A question of spending
The question at the heart of current UK fiscal debates is whether the UK's commitment to high spending leads to high taxes and high borrowing.
Public spending has recently risen sharply. Since 2020, UK government spending has been historically high, first because of COVID-19 support schemes, then energy subsidies, and now higher defence, welfare, and NHS costs.
The current position is that public spending is now over 44% of GDP, compared to around 39% before the pandemic.
It is driven partly by an ageing population that leads to more spending on pensions and healthcare. The triple lock on pensions is a significant contributor.
Debt interest payments have been rising owing to high inflation and interest rates. And there are public sector wage pressures and the need to spend on infrastructure.
The high spending has led to higher taxes, leading to a record tax burden. The UK’s overall tax take (as a share of GDP) is at a 70-year high, about 37% of GDP, the highest since the 1940s. This because the government has raised personal and business taxes to stabilize public finances.
Corporation tax rose from 19% to 25% in 2023, and frozen tax thresholds mean fiscal drag, with more people paying higher income tax rates as wages rise.
The result has been to make taxes now higher than in most advanced economies except the Nordic countries. But borrowing remains high despite higher taxes. Even with record taxes, the government still runs a budget deficit with spending exceeding revenue.
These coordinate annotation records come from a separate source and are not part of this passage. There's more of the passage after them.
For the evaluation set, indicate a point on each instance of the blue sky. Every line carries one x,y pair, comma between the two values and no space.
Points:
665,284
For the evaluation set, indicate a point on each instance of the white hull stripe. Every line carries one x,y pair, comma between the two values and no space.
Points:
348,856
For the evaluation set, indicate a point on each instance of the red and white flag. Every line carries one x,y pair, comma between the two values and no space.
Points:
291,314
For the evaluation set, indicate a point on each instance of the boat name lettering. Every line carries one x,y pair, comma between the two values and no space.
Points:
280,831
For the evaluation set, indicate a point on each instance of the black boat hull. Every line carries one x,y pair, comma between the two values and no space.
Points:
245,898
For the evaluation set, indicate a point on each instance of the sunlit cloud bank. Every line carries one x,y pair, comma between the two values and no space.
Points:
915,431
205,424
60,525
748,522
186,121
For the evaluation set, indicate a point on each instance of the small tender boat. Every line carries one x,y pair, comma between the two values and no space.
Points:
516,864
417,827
In 2024–25, borrowing is forecast to be about 4–5% of GDP, well above pre-pandemic norms. And public debt is now over 100% of GDP - the highest since the 1960s.
This has raised debt servicing costs, with rising interest rates making debt far more expensive, and squeezing budgets further.
The structural challenge is that the UK is spending more than it sustainably raises in revenue, so both taxes and borrowing are elevated:
High spending leads to high taxes and still high borrowing. The fiscal gap reflects long-term structural pressures, not just temporary shocks.
The political and economic implications are unpleasant. Future governments face a tough trade-off, either to cut spending (e.g., on welfare, health, or local services), or to raise taxes further, and accept continued high borrowing.
The economic impact is that persistent high taxes dampen growth; while high borrowing keeps interest rates and debt costs elevated.
The UK’s commitment to high public spending has led to both high taxes and continued high borrowing. Taxes have risen to record levels, but spending pressures, especially from debt interest and health, mean that deficits remain stubbornly large.
All of which brings us to the next big question: Can anyone do anything about it? It seems that the current answer is no. But things may change.